On June 8, 1984, Derek Dougan announced that Tommy Docherty would be Wolves' new manager.
You can't say he wasn't a big name.
'The Doc', as the tabloids called him, had rarely been out of the headlines in a turbulent managerial career.
The wise-cracking Glaswegian had his first taste of management at Chelsea, then became Doug Ellis's first appointment after he took over at Aston Villa in 1968. He was briefly manager of Scotland before taking up the reins at Manchester United, where he was fired after a five-year-stint over an extramarital affair with the club physio's wife.
Given his fondness for a witty one-liner and a love of the limelight, it might have been said that the 56-year-old had a lot in common with Dougan. But it also begged the question of how the pair would get on. Would they be peas in a pod, or would there be a giant clash of egos?
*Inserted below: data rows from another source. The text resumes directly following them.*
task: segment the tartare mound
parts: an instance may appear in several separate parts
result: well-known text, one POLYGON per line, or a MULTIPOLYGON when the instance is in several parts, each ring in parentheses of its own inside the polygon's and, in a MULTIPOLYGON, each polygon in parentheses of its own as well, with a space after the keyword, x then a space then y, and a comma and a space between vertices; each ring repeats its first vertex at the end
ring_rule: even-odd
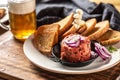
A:
POLYGON ((90 59, 90 40, 80 34, 70 34, 61 42, 61 60, 84 62, 90 59))

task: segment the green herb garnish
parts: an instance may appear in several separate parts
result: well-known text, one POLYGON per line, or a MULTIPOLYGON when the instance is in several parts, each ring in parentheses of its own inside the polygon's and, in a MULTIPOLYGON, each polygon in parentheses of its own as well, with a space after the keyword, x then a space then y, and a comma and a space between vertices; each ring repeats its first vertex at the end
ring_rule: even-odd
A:
POLYGON ((113 53, 114 51, 117 51, 117 48, 115 48, 113 46, 109 46, 107 49, 110 53, 113 53))

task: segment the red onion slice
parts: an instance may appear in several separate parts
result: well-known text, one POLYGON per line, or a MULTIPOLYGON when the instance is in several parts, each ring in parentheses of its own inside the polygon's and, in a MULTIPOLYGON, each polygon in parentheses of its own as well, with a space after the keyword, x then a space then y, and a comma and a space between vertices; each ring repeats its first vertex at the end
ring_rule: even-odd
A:
POLYGON ((69 45, 70 47, 78 47, 80 44, 80 35, 73 35, 69 36, 66 40, 65 43, 69 45))
POLYGON ((95 50, 103 60, 106 60, 111 57, 107 49, 98 43, 95 43, 95 50))

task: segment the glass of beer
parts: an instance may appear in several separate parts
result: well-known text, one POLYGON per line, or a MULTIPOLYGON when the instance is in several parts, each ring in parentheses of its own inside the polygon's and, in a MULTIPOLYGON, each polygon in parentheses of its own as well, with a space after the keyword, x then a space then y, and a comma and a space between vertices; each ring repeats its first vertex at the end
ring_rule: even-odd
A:
POLYGON ((10 29, 24 42, 36 30, 36 0, 8 0, 10 29))

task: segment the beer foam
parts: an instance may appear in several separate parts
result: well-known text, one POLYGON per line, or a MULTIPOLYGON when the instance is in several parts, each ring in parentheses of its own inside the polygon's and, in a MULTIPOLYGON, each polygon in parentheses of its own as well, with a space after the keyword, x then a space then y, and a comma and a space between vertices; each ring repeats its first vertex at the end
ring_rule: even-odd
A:
POLYGON ((8 0, 9 12, 14 14, 27 14, 36 8, 35 0, 8 0))

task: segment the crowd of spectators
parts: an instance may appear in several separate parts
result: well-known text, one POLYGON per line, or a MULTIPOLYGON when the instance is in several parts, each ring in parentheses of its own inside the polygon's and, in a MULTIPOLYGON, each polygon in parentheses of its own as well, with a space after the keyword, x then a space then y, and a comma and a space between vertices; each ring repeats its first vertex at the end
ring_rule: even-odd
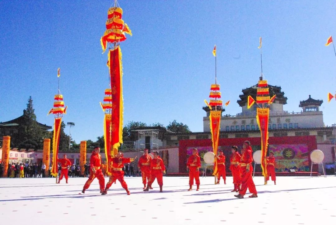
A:
MULTIPOLYGON (((39 178, 39 177, 51 177, 50 175, 50 170, 51 168, 51 165, 49 166, 48 173, 47 175, 45 175, 45 172, 46 170, 46 165, 44 163, 40 163, 38 164, 37 162, 35 163, 20 163, 18 162, 15 163, 12 163, 11 164, 8 163, 8 165, 7 177, 10 178, 15 178, 20 177, 20 166, 22 165, 23 167, 24 177, 27 178, 39 178)), ((107 172, 105 168, 106 166, 103 164, 102 164, 101 167, 103 171, 103 174, 104 176, 108 176, 107 172)), ((69 167, 68 174, 69 177, 83 177, 81 175, 81 167, 79 164, 77 165, 73 164, 69 167)), ((84 177, 88 177, 89 175, 90 165, 87 163, 84 165, 84 177)), ((0 174, 2 174, 4 170, 4 165, 3 163, 0 163, 0 174)), ((125 172, 125 176, 127 177, 134 176, 134 169, 132 163, 128 163, 125 165, 122 168, 123 171, 125 172)), ((58 175, 60 174, 60 164, 58 165, 58 175)), ((136 176, 136 175, 135 175, 136 176)), ((1 177, 1 176, 0 176, 1 177)))

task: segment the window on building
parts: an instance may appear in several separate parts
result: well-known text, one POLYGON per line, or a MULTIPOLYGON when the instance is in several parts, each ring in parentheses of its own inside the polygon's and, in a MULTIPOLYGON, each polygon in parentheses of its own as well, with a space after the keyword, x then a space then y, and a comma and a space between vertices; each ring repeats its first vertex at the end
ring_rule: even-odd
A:
POLYGON ((317 112, 317 106, 308 106, 305 108, 305 112, 317 112))

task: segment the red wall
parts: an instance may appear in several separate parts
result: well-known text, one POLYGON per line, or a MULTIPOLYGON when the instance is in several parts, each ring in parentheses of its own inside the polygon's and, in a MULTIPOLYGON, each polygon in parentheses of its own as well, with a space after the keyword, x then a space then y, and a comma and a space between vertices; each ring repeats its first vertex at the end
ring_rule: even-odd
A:
MULTIPOLYGON (((242 145, 245 141, 249 141, 251 145, 260 145, 261 138, 225 138, 219 139, 218 146, 226 145, 242 145)), ((309 154, 308 159, 309 166, 311 166, 310 152, 317 149, 316 138, 315 136, 286 136, 269 137, 268 144, 281 145, 284 144, 303 144, 307 145, 309 154)), ((211 139, 181 140, 178 148, 179 172, 186 173, 185 162, 187 160, 186 149, 188 147, 210 146, 212 146, 211 139)), ((317 171, 318 165, 314 165, 313 171, 317 171)))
Either way it was going to be an interesting relationship.
The flash, brash Docherty could scarcely have been more different from the studious, quietly spoken Hawkins. And it seemed the fans believed it was time for a change.
Andrew Everall, a 20-year-old sales assistant from Ettingshall Park, reckoned Docherty was just the man needed to get tough with the underperforming players. Charles Smith, 19, from Willenhall, added: "They have been disappointing lately and need someone to really put them back on the map. We have needed someone like The Doc for a long time."
Reg Campbell, 48, from Goldthorn Park, agreed. "I don't think The Doc will mess about," he said. "He will tell them to get into line, or get out."